The International Association for the Study of Pain (IASP) Committee for Taxonomy defines pain as ‘an unpleasant sensory and emotional experience associated with actual or potential tissue damage, or described in terms of such damage’. They further state that ‘pain is always subjective. Each individual learns the application of the word through experiences related to injury in early life’ (Merskey, 1994).

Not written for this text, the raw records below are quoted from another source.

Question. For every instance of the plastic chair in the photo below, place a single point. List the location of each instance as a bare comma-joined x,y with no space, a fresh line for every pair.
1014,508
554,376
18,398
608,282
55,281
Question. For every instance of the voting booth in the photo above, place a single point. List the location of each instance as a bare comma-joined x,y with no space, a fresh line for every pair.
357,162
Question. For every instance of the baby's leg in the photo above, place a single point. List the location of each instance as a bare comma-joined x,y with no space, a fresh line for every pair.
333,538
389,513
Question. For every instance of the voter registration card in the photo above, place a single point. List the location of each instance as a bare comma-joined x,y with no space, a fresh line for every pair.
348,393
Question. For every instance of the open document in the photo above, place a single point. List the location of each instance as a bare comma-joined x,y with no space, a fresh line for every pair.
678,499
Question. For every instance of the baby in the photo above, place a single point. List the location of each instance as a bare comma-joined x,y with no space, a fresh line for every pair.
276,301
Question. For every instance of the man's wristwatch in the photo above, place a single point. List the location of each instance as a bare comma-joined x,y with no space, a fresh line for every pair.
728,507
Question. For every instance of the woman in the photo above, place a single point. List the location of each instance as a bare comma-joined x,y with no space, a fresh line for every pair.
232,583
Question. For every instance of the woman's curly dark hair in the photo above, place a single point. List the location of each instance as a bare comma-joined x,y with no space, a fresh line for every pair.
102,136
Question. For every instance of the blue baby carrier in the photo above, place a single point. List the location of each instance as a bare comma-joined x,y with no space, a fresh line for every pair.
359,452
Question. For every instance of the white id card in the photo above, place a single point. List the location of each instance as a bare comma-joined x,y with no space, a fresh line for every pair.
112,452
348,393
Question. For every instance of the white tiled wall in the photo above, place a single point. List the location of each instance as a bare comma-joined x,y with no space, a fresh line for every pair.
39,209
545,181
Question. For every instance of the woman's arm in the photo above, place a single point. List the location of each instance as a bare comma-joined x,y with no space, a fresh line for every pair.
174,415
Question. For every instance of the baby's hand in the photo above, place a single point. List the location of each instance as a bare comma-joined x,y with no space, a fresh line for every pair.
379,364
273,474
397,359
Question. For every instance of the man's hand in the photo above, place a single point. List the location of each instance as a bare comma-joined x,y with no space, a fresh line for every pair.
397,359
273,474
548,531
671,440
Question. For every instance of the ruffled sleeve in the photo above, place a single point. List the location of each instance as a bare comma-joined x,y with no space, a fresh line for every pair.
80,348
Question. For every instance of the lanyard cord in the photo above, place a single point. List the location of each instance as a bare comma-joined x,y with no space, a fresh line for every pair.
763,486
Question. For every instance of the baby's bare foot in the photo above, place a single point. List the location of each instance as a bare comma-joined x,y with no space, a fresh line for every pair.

This definition states that the employment of the word ‘pain’ needs to be learned through experiences in early life: a child has hurt himself and cries; and then adults talk to him and teach him the use (meaning) of ‘pain’. Wittgenstein (1958b) suggests that the child is trained to substitute its primitive, natural expressive pain-behavior first with exclamations and later with sentences such as ‘I have a stomach-ache’. There are other possibilities. One might point at someone who is manifestly in pain and say, ‘There: that is what it is to be in pain’, or That is pain’ (see Wittgenstein, 1958b, §290). On the other hand, it appears that the perception of pain is an intrinsic feature of life itself, is manifested in all living organisms, and while subject to influence by life experiences, does not require previous experience in the first instance. The first experience of tissue injury is painful, in much the same way that touch, smell, vision, or hearing need not be learned in order to occur in the human being. Infants from 25 weeks gestation show a characteristic pain face consisting of eyes squeezed shut, brows lowered, deepening of the nasolabial furrow, open lips, with mouth stretched vertically and horizontally (Craig et al. 1993; Stevens et al., 1994).
The meaning of these sensations, however, will develop with experience through positive, negative, and contextual associations (Anand & Craig, 1996). In other words, learning cannot be separated from the behaving organism: ‘Only of living human being and what resembles (behaves like) a living human being can one say: it has sensations, it sees, is blind; is deaf; is conscious or unconscious’ (Wittgenstein, 1958, §218). As the person develops, so do its behavioral repertoire and the qualitative features of its subjective experiences. As characteristic features of the behaving organism, learning is incorporated into experience as components of a ‘form of life’ (Sullivan, 2001).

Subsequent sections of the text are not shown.